JeremyTaylor wrote:Many people send their children to an English speaking country to learn English. While there, they study in classrooms where there may be 10 different nationalities and the teacher can only use English.
You are missing the point. Many doesn't mean everybody; moreover, try to imagine real many in your country. Besides, you are speaking of students under most favourable conditions, and in these you can never tell whose success is to your credit. Extensive exposure to L2 does influence the process of learning and motivation, but can't speak in favour of a teacher's skills.
JeremyTaylor wrote:Would their learning be more effective if they were divided into language groups and have a teacher that spoke their L1? I don't think so.
In your circumstances using L2 only is inevitable, but is it really advantageous. I know a lot of students who have learnt English with native speakers and their knowledge of English is rather poor - but self-assurance, the latter being not an advantage at all, since it hinders further progress.
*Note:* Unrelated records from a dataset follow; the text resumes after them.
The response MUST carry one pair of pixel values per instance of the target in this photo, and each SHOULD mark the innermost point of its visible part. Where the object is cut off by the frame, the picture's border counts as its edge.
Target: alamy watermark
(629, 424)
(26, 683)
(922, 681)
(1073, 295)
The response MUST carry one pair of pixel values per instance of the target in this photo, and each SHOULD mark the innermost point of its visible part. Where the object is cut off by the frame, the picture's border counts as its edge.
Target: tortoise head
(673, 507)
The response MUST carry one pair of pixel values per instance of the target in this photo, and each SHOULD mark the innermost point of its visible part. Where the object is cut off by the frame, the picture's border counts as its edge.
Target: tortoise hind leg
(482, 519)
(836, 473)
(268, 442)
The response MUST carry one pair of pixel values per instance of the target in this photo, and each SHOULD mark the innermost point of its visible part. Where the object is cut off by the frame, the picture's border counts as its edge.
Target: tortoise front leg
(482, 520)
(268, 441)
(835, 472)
JeremyTaylor wrote:I've been teaching for 19 years and don't use the L1 in the classroom. I know some teachers do it to be kind to their students, to help them. But it is like a drug - the more they get, the more they will want - and the more addicted they will become.
Exactly! That's where experience speaks out. It's a teacher's duty to keep students under control and to time and measure whatever is being done in class. It really is like a drug for freshers (a headache as well) but is overcome with time and experience by those who stay in business.